Paul joins both Jeremiah and the Psalmist saying that we become like what we worship, but in this case he says when we focus on the Lord and worship him, be become like Him. “And we all, who with unveiled faces contemplate the Lord’s glory, are being transformed into his image with ever-increasing glory, which comes from the Lord, who is Spirit.” When we focus on Jesus and worship him, it has a transforming effect in our lives, we become like Him.

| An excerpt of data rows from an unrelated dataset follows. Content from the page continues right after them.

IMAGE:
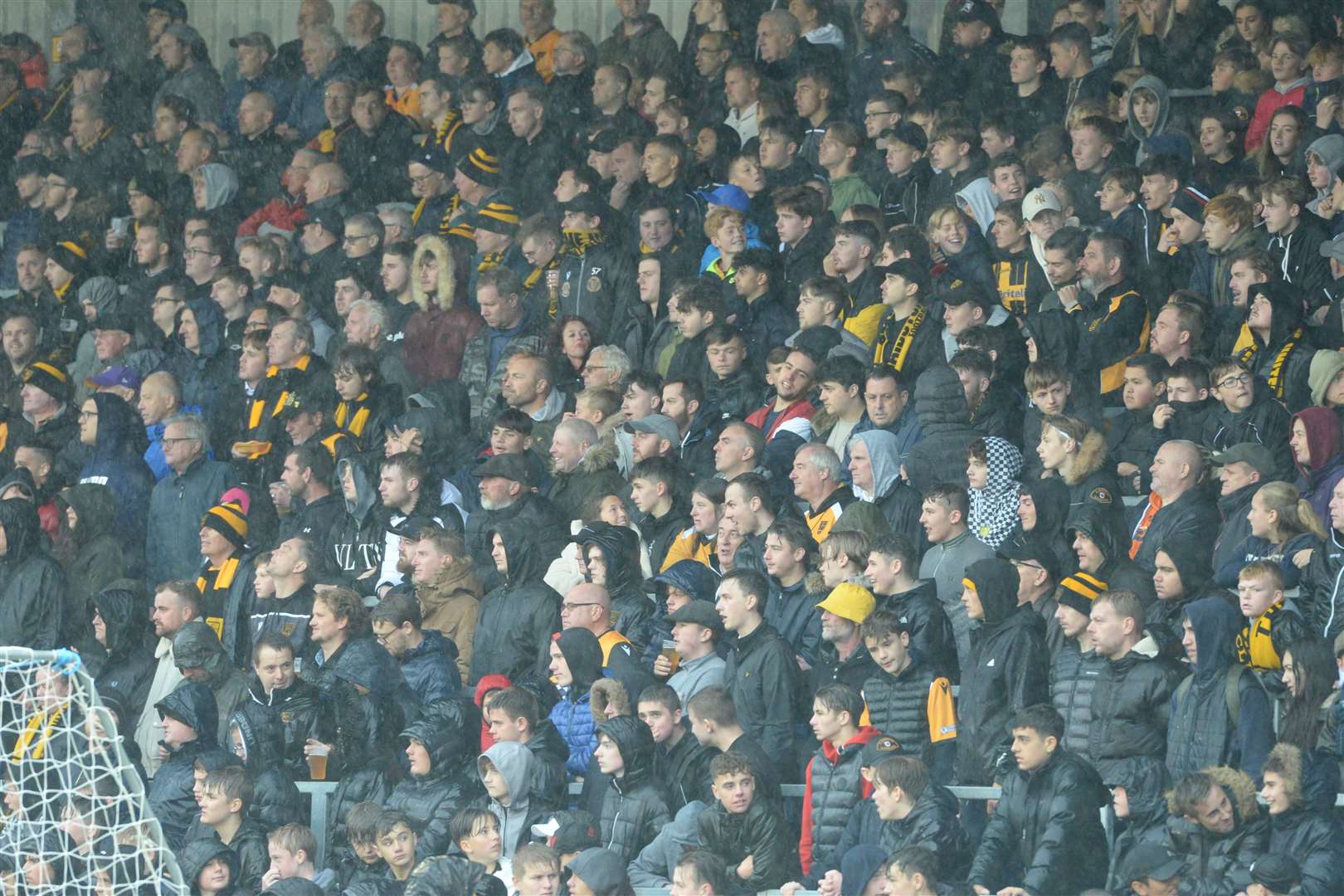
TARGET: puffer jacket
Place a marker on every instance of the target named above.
(1007, 670)
(1047, 820)
(1220, 864)
(195, 646)
(169, 793)
(366, 731)
(1322, 587)
(945, 419)
(450, 783)
(35, 606)
(1118, 571)
(90, 553)
(932, 825)
(303, 712)
(431, 670)
(572, 715)
(357, 540)
(834, 786)
(633, 811)
(129, 664)
(632, 610)
(518, 618)
(761, 674)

What we worship really matters, which is why Jesus says, “A time is coming and has now come when the true worshipers will worship the Father in the Spirit and in truth, for they are the kind of worshipers the Father seeks." This might be why some say that orthodoxia, right worship, leads to orthodoxy, right doctrine, not the other way around. Aidan Kavanagh would say, "Worship concieved broadly is what gives rise to theological reflectioin, rather than the other way around. In Prosper of Aquitaine’s phrasing, it is the law of worship which founds or establishes the law of belief – rather as a foundation establishes a house or as the virtue of justice founds the law. The axiom in all three cases is irreversible: it is not law which makes justice possible, not the house which establishes the foundation, not belief which enable worship." In the rest of his book he works out this idea. Maybe that is why the Father seeks true worshipers.

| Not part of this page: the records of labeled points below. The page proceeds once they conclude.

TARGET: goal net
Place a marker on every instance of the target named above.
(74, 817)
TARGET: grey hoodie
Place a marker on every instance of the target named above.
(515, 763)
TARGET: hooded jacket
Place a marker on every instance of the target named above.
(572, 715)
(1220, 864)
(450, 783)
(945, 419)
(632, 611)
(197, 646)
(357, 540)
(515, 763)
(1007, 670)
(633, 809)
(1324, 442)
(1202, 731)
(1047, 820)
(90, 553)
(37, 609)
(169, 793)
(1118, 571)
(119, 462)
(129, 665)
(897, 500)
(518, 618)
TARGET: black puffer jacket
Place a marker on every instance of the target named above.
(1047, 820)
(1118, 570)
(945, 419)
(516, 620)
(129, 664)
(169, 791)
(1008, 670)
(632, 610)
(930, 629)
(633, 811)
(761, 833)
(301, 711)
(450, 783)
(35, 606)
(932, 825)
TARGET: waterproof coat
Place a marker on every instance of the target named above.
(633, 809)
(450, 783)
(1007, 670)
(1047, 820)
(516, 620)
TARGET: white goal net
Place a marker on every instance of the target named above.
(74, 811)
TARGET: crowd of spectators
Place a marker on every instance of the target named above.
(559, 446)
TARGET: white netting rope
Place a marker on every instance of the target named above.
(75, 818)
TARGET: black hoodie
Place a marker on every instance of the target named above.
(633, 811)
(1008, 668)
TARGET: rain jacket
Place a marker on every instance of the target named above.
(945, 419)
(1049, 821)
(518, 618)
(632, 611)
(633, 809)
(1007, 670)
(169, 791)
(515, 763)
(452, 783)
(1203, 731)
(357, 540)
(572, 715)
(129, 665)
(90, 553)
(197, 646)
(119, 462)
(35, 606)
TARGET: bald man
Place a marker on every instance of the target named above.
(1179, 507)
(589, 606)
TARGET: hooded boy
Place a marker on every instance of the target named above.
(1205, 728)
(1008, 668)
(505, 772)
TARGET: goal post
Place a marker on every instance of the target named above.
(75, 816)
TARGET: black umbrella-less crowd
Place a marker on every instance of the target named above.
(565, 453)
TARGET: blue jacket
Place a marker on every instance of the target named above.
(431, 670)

Whatever the case may be, true worship is vital to our life. When you scan the story of scripture, you see throughout the Scriptures as well as in the history of the church that both Jews and Christians have consider worship as central to their life with God. The entire book of Revelation is framed with the theme of worship. Because God understands that we become what we worship.
Aidan Kavanagh in his book On Liturgical Theology says, “Most Jews and Christians have for thousands of years expressed their religious existence not in books but by participation in assemblies which have met regularly, at least once a week, for worship of the living God. … Jews and Christians have tended to gather for, and set great store by, worship on certain regularly occurring days, usually the last or the first day of that peculiar unit of time we call the week.

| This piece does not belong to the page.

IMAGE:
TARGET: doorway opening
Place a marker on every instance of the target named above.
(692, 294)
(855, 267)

Christians have from earliest times assembled for worship on the first day of the week, a day called kyriake, Lord’s Day. By reorganizing the week so as to have it culminate on the first rather than the last day, as in Judaism, early Christians not only established a day which commemorated Jesus’ historical resurrection from the dead but tapped into, not the Sabbath, but into the old Jewish eschatological symbolism of the “Eighth Day.” – the span of time following the completion of creation in redemption accomplished by the Messiah. Christians rapidly gave the Lord’s Day, Sunday, a definite structure which became more detailed and elaborate as the lives of the believers organized themselves in communal form, a structure which would become the paradigm for the other days of assembly, or feasts, falling during the week. By the fifth century, Sunday and festal worship I major church ash as those in Jerusalem, Antioch, Alexandria, Rome and the new Christian city of Constantinople had already come to be not a single service, as we are used to today, but an interlocking series of services which gave form not only to the day itself but to the entire week, the year, and time itself.” Why? Because we become what we worship. So if we want to be more like God, we will take time to worship Him.